Father Chris Riley, founder of charity Youth Off the Streets, drew some flak yesterday for appearing in a Clubs Australia flyer endorsing the clubs industry’s opposition to the Government’s proposed poker machine regulations.
Riley has been an enthusiastic supporter of the clubs industry for many years, and works in partnership with them to do good charitable work. The clubs, in return, have been enthusiastic supporters of Youth Off the Streets. But just how enthusiastic have they been?
To counter the criticism that Riley is a shill for the clubs, he came prepared with a statistic to show how minimal their involvement was. Clubs’ donations to the charity were variously reported as 0.5% of total donations or 0.2% of the total budget.
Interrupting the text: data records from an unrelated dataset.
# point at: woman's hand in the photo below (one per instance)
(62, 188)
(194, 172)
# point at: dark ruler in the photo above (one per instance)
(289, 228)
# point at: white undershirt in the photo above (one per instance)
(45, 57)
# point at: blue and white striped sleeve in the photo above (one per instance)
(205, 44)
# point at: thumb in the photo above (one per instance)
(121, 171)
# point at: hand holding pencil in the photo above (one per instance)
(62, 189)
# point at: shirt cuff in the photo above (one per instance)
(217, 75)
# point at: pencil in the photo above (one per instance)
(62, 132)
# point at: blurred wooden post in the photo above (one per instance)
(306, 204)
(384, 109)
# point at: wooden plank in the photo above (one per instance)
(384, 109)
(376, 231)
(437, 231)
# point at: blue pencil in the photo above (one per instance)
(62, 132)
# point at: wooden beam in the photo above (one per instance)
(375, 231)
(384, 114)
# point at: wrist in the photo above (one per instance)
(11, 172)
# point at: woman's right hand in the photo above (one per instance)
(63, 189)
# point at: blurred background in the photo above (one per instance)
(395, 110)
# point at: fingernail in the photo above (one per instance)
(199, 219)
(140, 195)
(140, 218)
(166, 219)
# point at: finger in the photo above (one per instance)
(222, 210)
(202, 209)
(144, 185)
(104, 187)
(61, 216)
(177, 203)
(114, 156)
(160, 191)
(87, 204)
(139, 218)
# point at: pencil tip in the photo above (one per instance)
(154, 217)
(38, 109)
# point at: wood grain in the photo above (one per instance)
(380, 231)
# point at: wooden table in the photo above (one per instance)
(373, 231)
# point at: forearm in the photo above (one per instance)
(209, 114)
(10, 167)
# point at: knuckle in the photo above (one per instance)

Insignificant, right? In a radio interview with Adam Spencer, he said the figure was 2%. Funny that it’s not the same figure, but it’s still no big deal.
In his submission to the Productivity Commission’s gambling inquiry, Riley proudly revealed his charity had received more than $3.5 million in funding from the clubs industry in the eight years from its inception to the submission in March 2009. That’s about $435,000 a year. Suddenly it’s not such small change.
For this figure to be 0.5% of total donations, Youth Off the Streets would have to be pulling in around $87.5 million a year. Sounds like a lot. And it is. In the 2009 financial year Youth Off the Streets received $8.3 million in donations and $6.8 million in 2008. One assumes they were lower in previous years, rather than higher.
It took me about five minutes of Google and high-school maths to discover, by its own figures, Youth Off the Streets did not receive 0.5% of total donations from the clubs industry. In fact, it was more than 5%. (I’m indebted to blogger cyenne for the link to the Productivity Commission submission.) If someone threatened to take away more than 5% of your income, you’d think twice, wouldn’t you?
So let’s be clear. Riley is spruiking for the clubs industry and lying about the extent to which said industry bankrolls the charity he runs. The information that proves he is lying is publicly available and easy to find. Does any of this get a run in the Australian media? Of course not.
Meanwhile, Opposition Leader Tony Abbott has used the Big Four banks’ current (at time of writing) silence about cutting interest rates in line with the Reserve Bank’s cash rate as an excuse to beat up the government.
“(The banks) should be passing on rate cuts in full,” he said. “That’s what happened under the former government.”
Is that right? Not according to George Megalogenis, who wrote in today’s Australian:
The banks have consistently short-changed home borrowers over the past decade. The pattern of meanness repeats whether the Reserve Bank is easing or tightening monetary policy – some of the cuts are held back, while the increases are passed on with a premium.
One of them has to be wrong. Who do you believe?
Aside from George Megalogenis’s very roundabout criticism of Tony Abbott’s statement, no one in the media appears to have questioned it. They all quoted what Abbott said, because he said it, and that’s news. But is it true? Not my department, say the journalists.
And here’s the point, Australian journalists. If your entire intellectual value is being able to cut and paste from press releases and prepared statements in an interesting order, you’re doing a bang-up job. But if your job includes things like checking facts and doing research, even to a small degree, you should all be sacked, because you’re really shit at it.